L’alevin est le point de départ de toute production piscicole. Il s’agit d’un jeune poisson, généralement issu d’une éclosion récente, destiné à être élevé jusqu’à maturité dans des étangs, des bassins ou des cages flottantes.

Il constitue la première étape du cycle de production en aquaculture. Sa qualité conditionne directement les rendements futurs, la croissance des poissons et, en fin de compte, la rentabilité de l’activité. Distribuer des alevins revient donc à fournir aux producteurs la matière première indispensable à leur activité. Sans alevins de qualité, aucune production piscicole structurée ne peut véritablement prospérer.

L’année 2024 a été marquante

Au total, durant cette année, 8.831.428 tonnes d’alevins ont été distribués à travers le pays. La région des Plateaux se taille la part du lion avec 6.623.571 tonnes d’alevins, suivie de la région Maritime avec 883.143.

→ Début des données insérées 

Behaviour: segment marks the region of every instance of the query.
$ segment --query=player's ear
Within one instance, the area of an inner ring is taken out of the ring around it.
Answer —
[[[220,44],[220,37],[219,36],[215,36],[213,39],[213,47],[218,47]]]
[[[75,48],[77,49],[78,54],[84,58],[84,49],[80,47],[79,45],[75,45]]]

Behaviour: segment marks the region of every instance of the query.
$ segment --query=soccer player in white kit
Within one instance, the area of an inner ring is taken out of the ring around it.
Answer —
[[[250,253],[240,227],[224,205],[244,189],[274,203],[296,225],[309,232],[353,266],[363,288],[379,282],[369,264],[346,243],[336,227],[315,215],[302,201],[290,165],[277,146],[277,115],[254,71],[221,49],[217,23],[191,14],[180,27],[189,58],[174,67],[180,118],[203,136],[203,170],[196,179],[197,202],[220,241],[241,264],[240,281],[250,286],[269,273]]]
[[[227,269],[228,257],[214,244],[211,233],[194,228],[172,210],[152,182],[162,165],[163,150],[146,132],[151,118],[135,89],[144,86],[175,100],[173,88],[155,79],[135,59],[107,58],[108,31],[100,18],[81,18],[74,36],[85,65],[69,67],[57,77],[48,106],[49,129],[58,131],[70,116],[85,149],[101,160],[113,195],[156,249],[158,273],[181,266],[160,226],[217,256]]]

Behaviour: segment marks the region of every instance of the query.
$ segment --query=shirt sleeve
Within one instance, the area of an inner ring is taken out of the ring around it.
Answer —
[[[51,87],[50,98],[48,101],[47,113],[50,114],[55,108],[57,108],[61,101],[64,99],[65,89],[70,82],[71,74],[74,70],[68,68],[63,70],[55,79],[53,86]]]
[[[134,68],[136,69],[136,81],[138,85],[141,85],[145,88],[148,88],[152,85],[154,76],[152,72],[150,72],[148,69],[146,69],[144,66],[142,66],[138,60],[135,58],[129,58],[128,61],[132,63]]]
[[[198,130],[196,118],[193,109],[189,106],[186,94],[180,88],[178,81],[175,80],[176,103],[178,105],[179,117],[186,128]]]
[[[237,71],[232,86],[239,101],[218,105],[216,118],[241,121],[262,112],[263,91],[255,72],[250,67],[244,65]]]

La région des Savanes enregistre 618.200 tonnes, tandis que la région de la Kara en reçoit 441.571 et la région Centrale 220.786. Le Grand Lomé, quant à lui, en totalise 44.157.

La distribution d’alevins s’apparente, sans équivoque, à une forme d’appui direct aux aquaculteurs. Elle réduit considérablement les coûts d’entrée dans l’activité, souvent jugés contraignants pour les petits producteurs.

En mettant à disposition ces jeunes poissons, les autorités permettent à de nombreux acteurs de se lancer ou d’accroître leur production sans supporter seuls les charges initiales.

Cette aide ne se limite pas à un simple geste ponctuel. Elle s’inscrit dans une logique de soutien structurant visant à professionnaliser la filière et à en améliorer les performances. Elle favorise par ailleurs une meilleure planification des cycles de production, en assurant un approvisionnement régulier et de qualité.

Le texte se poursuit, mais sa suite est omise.